OPEC sometimes favors these mixed messages that provide something for everyone. It would give the Russia the ability to say it was 1.5 million b/d increase but allow others to say it was only 750,000 b/d.

Still, we think --- whether 1. 5 m b/d for one quarter or 750,000 b/d for the remainder of the year --- it would seem to have a difficult chance getting support from OPEC as a whole which requires unanimous consent.

We believe a 750,000 b/d increase is still too high for the other OPEC members. Most ministries we consulted last week said they didn't see need for any increase and want to avoid taking any action that results in a price decline. But the lower the number the greater the chance there will be support for increasing production, as all OPEC members realize it is important to address Russia’s concerns to keep them in the fold on market coordination.

We continue to believe any added production will be in the 300,000 to 500,000 b/d range as we said right after the St. Petersburg push for 1 million b/d that caused oil prices to sharply decline. But market expectations of 1 million b/d in added production are too high for what OPEC can deliver.  As a result, we think OPEC action this week will provide bullish momentum for prices.

There is a great deal of press attention now to comments by the Iran oil minister who said they will veto any effort to increase production along with Iraq and Venezuela. The Iranian minister said OPEC should not “appease Trump”  and his call for more production. Normally Iran and Russia would be aligned but Trump has now managed to drive a wedge between that relationship.

OPEC’s rules require unanimous consent to change policy so theoretically Iran could veto the push for more production.

Saudi Arabia realizes other OPEC members are not keen on any increase but are making the case that the group needs to address concerns of consumer countries as well as fellow partner Russia. They are also circulating proposals for a lower production increase that Russia is seeking to try and achieve consensus.

The Saudis and Russia are also prepared to tell the rest of OPEC that if they don't agree, Saudi/Russia will just increase production unilaterally if more stick than carrot is needed to get agreement.

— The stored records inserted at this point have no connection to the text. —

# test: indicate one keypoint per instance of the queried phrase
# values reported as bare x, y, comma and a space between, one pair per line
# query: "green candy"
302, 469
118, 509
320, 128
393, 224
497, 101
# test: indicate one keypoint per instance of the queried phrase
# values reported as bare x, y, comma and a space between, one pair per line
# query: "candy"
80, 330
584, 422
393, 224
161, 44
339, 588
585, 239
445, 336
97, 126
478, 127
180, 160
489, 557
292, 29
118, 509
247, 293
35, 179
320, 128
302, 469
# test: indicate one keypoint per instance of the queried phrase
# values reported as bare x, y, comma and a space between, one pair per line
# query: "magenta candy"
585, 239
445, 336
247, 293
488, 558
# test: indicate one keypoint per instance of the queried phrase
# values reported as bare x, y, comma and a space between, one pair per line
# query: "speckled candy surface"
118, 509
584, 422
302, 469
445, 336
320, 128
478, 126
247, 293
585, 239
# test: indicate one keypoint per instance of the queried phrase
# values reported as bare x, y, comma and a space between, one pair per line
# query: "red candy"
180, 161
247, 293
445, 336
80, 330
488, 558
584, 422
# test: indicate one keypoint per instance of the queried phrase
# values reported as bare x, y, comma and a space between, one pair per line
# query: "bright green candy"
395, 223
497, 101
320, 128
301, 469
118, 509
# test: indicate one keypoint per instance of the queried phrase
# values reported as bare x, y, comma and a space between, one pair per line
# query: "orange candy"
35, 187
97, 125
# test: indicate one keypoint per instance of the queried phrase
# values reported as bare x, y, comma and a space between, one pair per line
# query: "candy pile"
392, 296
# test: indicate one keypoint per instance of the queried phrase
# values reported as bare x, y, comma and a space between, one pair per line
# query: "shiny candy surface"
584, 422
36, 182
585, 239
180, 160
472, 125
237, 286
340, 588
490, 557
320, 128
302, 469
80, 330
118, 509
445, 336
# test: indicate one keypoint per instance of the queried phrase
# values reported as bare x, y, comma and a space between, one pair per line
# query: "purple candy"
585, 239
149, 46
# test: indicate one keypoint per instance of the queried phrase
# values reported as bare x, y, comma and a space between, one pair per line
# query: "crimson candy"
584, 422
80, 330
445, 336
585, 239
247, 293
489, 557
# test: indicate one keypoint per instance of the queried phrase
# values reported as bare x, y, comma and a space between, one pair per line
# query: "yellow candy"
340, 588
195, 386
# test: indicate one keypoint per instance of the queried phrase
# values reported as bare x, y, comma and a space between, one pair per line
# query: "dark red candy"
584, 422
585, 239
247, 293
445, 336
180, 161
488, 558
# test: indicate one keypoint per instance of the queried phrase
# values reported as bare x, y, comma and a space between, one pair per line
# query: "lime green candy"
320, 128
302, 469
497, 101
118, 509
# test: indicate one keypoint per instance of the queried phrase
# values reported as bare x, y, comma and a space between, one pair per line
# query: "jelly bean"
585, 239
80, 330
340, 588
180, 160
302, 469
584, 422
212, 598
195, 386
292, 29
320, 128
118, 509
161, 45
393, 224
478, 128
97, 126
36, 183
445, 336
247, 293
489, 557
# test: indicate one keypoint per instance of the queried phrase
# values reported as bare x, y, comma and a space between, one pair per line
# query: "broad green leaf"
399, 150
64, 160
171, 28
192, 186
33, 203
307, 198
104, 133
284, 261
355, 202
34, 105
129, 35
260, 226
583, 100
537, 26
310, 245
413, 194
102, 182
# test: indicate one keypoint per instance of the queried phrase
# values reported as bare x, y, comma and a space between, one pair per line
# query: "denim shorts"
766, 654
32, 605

Our friend and former OPEC President Chakib Khelil told us last week that unilateral action is rare and so he expects there to be consensus on a lower number.

But if there is no official OPEC agreement, we will expect to see Saudi Arabia and Russia signal in public comments that they will ease compliance for a certain time period and increase production to a “moderate and reasonable” level.  Again, we think this will be in the 300,000 to 500,000 b/d range. While doing so, they will stress that the production cut deal is still in effect and added production increase will not breach the overall 32.5 million b/d cap. It is worth noting here that the ministers from Saudi Arabia and Russia co-chair the OPEC compliance committee.

As an aside, we think the Saudis are teaching a master class on managing competing political objectives. They are responding to Russia/Trump calls for more production but at a level that won’t lower prices with the looming Aramco IPO around the corner. At the same time, they have set up Iran to look like the bad guy if they veto any OPEC increase and prices go higher. Look for a new Trump tweet soon focusing on Iran’s blame for higher prices.